The real advantage of the Pi-Hole is that it will block ads on smart TVs and the like, which aren’t able to use browser-based adblockers. I didn’t mean to imply it could defeat anti-adblockers.

Jim January 6, 2018 7:03 AM

I work for a publishing company which for the past couple of years has been using adblock-blockers to try to get people to whitelist our sites. Recently we abandoned the process as it just wasn’t working. With programmatic advertising delivering diminishing returns anyway, we are now rethinking our strategy.

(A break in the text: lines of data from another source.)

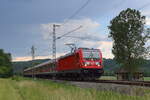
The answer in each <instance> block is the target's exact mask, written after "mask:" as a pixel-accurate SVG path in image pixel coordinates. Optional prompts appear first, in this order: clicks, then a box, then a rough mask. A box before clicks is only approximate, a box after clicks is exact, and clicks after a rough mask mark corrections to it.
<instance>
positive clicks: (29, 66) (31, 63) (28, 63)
mask: <svg viewBox="0 0 150 100" xmlns="http://www.w3.org/2000/svg"><path fill="white" fill-rule="evenodd" d="M48 60H49V59H38V60H34V61H20V62H13V70H14V74H22V73H23V70H24V69H25V68H28V67H32V66H34V65H37V64H40V63H42V62H45V61H48Z"/></svg>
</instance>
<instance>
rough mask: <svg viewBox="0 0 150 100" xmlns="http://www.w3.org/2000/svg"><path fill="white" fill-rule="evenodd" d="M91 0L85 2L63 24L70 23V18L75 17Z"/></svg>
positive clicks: (66, 19)
mask: <svg viewBox="0 0 150 100" xmlns="http://www.w3.org/2000/svg"><path fill="white" fill-rule="evenodd" d="M90 1H91V0H87V1H86V2H85V4H83V5H82V6H81V7H80V8H79V9H77V11H76V12H75V13H73V14H72V15H71V16H70V17H68V18H67V19H66V20H65V22H64V23H63V24H62V25H64V24H66V23H68V22H69V20H70V19H72V18H74V17H75V16H76V15H77V14H78V13H79V12H80V11H81V10H82V9H84V8H85V7H86V6H87V5H88V4H89V2H90ZM62 25H61V26H62Z"/></svg>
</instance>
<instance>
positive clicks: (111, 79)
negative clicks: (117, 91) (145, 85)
mask: <svg viewBox="0 0 150 100" xmlns="http://www.w3.org/2000/svg"><path fill="white" fill-rule="evenodd" d="M100 79H102V80H117V79H116V77H115V76H102V77H101V78H100ZM144 81H150V77H144Z"/></svg>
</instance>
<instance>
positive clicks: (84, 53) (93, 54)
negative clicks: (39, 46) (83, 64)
mask: <svg viewBox="0 0 150 100" xmlns="http://www.w3.org/2000/svg"><path fill="white" fill-rule="evenodd" d="M83 58H84V59H85V60H99V59H100V53H99V51H98V50H83Z"/></svg>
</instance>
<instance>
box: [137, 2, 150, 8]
mask: <svg viewBox="0 0 150 100" xmlns="http://www.w3.org/2000/svg"><path fill="white" fill-rule="evenodd" d="M149 5H150V2H149V3H146V4H145V5H143V6H141V7H139V8H138V10H143V9H144V8H146V7H148V6H149Z"/></svg>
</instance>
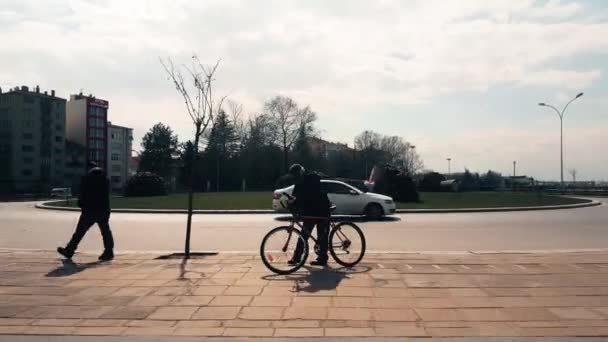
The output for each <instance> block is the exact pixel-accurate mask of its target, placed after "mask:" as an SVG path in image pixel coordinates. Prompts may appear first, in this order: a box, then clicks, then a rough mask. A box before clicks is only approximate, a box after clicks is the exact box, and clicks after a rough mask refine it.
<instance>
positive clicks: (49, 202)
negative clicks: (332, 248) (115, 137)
mask: <svg viewBox="0 0 608 342" xmlns="http://www.w3.org/2000/svg"><path fill="white" fill-rule="evenodd" d="M63 202H65V201H49V202H44V203H37V204H36V208H38V209H46V210H59V211H75V212H79V211H80V208H71V207H62V206H58V205H53V204H58V203H63ZM599 205H602V202H599V201H596V200H589V202H585V203H576V204H565V205H547V206H533V207H501V208H458V209H397V210H396V211H395V213H396V214H449V213H485V212H506V211H533V210H559V209H576V208H585V207H594V206H599ZM112 212H113V213H129V214H187V213H188V211H187V210H183V209H112ZM192 213H193V214H280V213H278V212H276V211H274V210H270V209H243V210H230V209H222V210H193V211H192Z"/></svg>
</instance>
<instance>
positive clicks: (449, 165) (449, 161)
mask: <svg viewBox="0 0 608 342" xmlns="http://www.w3.org/2000/svg"><path fill="white" fill-rule="evenodd" d="M446 160H447V161H448V177H450V174H452V170H451V165H450V164H451V162H452V158H446Z"/></svg>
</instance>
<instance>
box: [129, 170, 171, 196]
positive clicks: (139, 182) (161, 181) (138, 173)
mask: <svg viewBox="0 0 608 342" xmlns="http://www.w3.org/2000/svg"><path fill="white" fill-rule="evenodd" d="M166 194H167V188H166V186H165V181H164V180H163V178H162V177H161V176H159V175H157V174H155V173H152V172H140V173H138V174H136V175H135V176H133V177H131V178H130V179H129V181H128V182H127V185H126V186H125V190H124V195H125V197H141V196H163V195H166Z"/></svg>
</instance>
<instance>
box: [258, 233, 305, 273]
mask: <svg viewBox="0 0 608 342" xmlns="http://www.w3.org/2000/svg"><path fill="white" fill-rule="evenodd" d="M298 242H300V243H301V244H302V251H301V254H300V256H299V257H298V256H296V255H295V252H296V247H297V245H298ZM260 256H261V257H262V262H263V263H264V265H266V267H268V269H269V270H271V271H272V272H274V273H276V274H289V273H293V272H295V271H297V270H298V269H299V268H300V267H302V265H304V263H305V262H306V259H307V258H308V242H307V241H306V240H305V239H304V238H303V237H302V233H300V231H299V230H298V229H296V228H293V227H288V226H284V227H277V228H274V229H272V230H271V231H269V232H268V234H266V236H264V239H262V245H261V246H260ZM292 258H295V259H297V260H296V262H295V263H293V264H290V263H289V261H290V260H291V259H292Z"/></svg>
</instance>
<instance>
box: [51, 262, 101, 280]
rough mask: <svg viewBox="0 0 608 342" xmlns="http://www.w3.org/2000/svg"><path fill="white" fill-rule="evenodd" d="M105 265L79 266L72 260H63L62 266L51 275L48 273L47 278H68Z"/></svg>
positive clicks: (76, 263) (86, 265)
mask: <svg viewBox="0 0 608 342" xmlns="http://www.w3.org/2000/svg"><path fill="white" fill-rule="evenodd" d="M104 263H105V262H103V261H94V262H87V263H81V264H77V263H75V262H73V261H72V260H69V259H62V260H61V264H62V265H61V266H59V267H57V268H55V269H54V270H52V271H50V272H49V273H47V274H46V276H47V277H68V276H71V275H73V274H76V273H79V272H82V271H84V270H86V269H87V268H94V267H97V266H100V265H102V264H104Z"/></svg>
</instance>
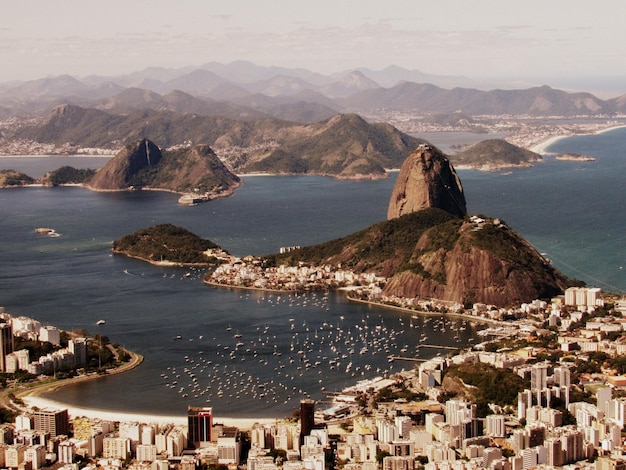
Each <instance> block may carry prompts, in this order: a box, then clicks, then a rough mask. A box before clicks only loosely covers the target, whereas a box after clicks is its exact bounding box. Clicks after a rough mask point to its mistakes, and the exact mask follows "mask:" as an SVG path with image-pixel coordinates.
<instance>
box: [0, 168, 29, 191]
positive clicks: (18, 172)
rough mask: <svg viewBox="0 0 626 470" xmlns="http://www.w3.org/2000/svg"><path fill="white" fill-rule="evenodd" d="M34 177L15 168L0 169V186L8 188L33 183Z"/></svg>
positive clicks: (5, 187) (20, 185)
mask: <svg viewBox="0 0 626 470" xmlns="http://www.w3.org/2000/svg"><path fill="white" fill-rule="evenodd" d="M34 183H35V179H34V178H31V177H30V176H28V175H26V174H24V173H20V172H19V171H15V170H0V188H9V187H17V186H24V185H27V184H34Z"/></svg>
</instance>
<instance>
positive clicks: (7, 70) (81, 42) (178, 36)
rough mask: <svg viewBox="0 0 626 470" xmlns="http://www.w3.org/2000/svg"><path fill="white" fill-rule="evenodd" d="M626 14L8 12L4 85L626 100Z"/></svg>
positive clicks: (453, 5) (537, 10) (145, 9)
mask: <svg viewBox="0 0 626 470" xmlns="http://www.w3.org/2000/svg"><path fill="white" fill-rule="evenodd" d="M59 12H62V14H59ZM624 13H626V5H625V4H622V3H621V2H614V1H605V2H603V5H602V8H590V7H589V4H588V3H587V2H582V1H574V2H571V1H570V2H565V1H562V0H555V1H553V2H549V3H547V4H546V3H539V2H538V1H536V0H531V1H528V2H524V3H519V4H512V3H502V2H495V1H492V0H489V1H483V2H462V1H459V0H448V1H445V2H437V3H436V2H410V1H405V0H392V1H391V2H384V3H381V2H375V1H371V0H368V1H362V2H358V3H357V2H355V1H352V0H345V1H340V2H330V1H327V0H322V1H320V2H316V3H315V5H312V6H310V7H309V6H303V5H302V4H300V3H293V2H292V3H290V2H287V1H285V0H270V1H269V2H263V3H249V2H245V1H243V0H236V1H231V2H223V1H209V2H200V1H195V0H189V1H187V2H184V3H182V4H180V3H177V4H175V3H174V2H169V1H157V2H148V1H146V0H137V1H134V2H132V3H127V2H121V1H119V0H114V1H111V2H107V4H106V8H103V7H102V4H96V3H95V2H77V1H72V0H53V1H49V2H36V1H33V0H29V1H24V2H9V3H7V4H5V8H4V15H3V16H4V22H3V24H2V25H0V38H1V40H2V41H1V43H2V47H0V60H2V62H3V63H4V64H8V65H10V66H7V67H4V68H3V71H2V72H0V83H2V82H9V81H24V80H33V79H37V78H42V77H45V76H56V75H61V74H66V73H67V74H70V75H74V76H78V77H85V76H89V75H104V76H109V75H111V76H115V75H119V74H124V73H129V72H133V71H137V70H143V69H144V68H147V67H165V68H180V67H185V66H198V65H202V64H205V63H208V62H211V61H216V62H221V63H230V62H232V61H235V60H248V61H251V62H254V63H256V64H258V65H265V66H269V65H276V66H281V67H289V68H296V67H302V68H307V69H309V70H312V71H314V72H319V73H324V74H331V73H337V72H342V71H346V70H351V69H354V68H357V67H366V68H370V69H373V70H380V69H383V68H385V67H387V66H389V65H398V66H400V67H403V68H407V69H415V70H420V71H422V72H425V73H430V74H435V75H458V76H467V77H470V78H476V79H485V78H490V79H500V80H509V81H512V80H516V81H519V82H520V83H524V82H528V83H533V82H534V83H547V84H551V85H554V86H561V87H572V88H579V89H582V88H585V89H587V90H589V91H595V90H604V91H615V92H620V93H623V92H624V90H623V89H621V90H620V89H619V88H620V79H623V77H625V76H626V66H625V65H624V64H623V61H622V60H620V59H621V57H623V56H624V51H623V48H624V45H623V44H624V41H623V38H624V33H623V31H622V28H621V25H620V19H621V18H623V17H624ZM52 18H54V20H51V19H52Z"/></svg>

Ed Hurst January 6, 2018 8:29 AM

@hmm

Quite correct; sites that rely on scripted modules to deliver content itself won’t work with some of my favorite browsers. I’m not a developer, only a power user, so I can’t explain it, but often enough I’ve gotten Dillo to display content from some modular sites (for example, PJ Media). Dillo hasn’t implemented Javascript, so I don’t know what magic they use to get it.

Schnagle January 8, 2018 6:03 PM

The Ad-blocker problem is a moving target. They’re constantly devising new ways to track visitor activity. One of the latest techniques in use involves DNS cookies. Some sites use nothing but DNS cookies (they don’t resolve to anything and aren’t supposed to resolve – they carry a unique tracker/content ID, and that is picked up by the DNS server and simply correlated with the associated web server data in order to make a complete picture.

The easiest ad blocker is your own. Simply run a proxy of some kind (maybe Squid) – and collect all the urls in its log. Run a local caching DNS resolver like Unbound and load it with the urls gotten from the proxy. Make most of the domains for the urls point to a black hole (can be done with Unbound), and let Unbound cache the rest, so they get no DNS fingerprint at all. This can be up-to-date without relying on third parties, and cost nothing. Also may be somewhat better in soft-fuzzy security feeling, by not using 3rd parties.

Fredric January 9, 2018 12:24 PM

“… to remove intrusive and malicious ads…”

Most ads you see today on the Internet are blatant frauds, quack medical frauds, “free energy” frauds, you name it, almost all ads are frauds, THAT is one major reason why people block all ads.

hmm January 9, 2018 6:02 PM

@ ED H

Thanks, Dillo is a nice little thing. No javascript at all would be a smart feature. (I wonder how..)

Halatinous Himself September 21, 2021 7:26 PM

MITM proxy for nuanced adblocking bypassing NX or nulled connection detection [by ads serving platforms]

Hosted for self or as a service to receive spoofed domain requests FOR PRIVACY.

https://mitmproxy.org/

Implementing this will provide more sophisticated users fine grain power to circumvent “blocking” detection by using DNS resolution spoofing and “content” manipulation. Yes, there are privacy concerns as a paid service is a shift of trust.

.

A basic implementation will serve transparent pixel gif for image requests, else a valid empty html document. Default Spoof HTTP header (200 ok). Generate targeted SSL cert. Provide options for other web status codes like redirect flavors, or errors. Combine with content filter rewriting for best effect. NextDNS provides resolution spoofing in the settings menu labeled redirect. It is not url redirection.

This is a war of attrition that collaborative genius will win every time even against cost no object adversaries like google.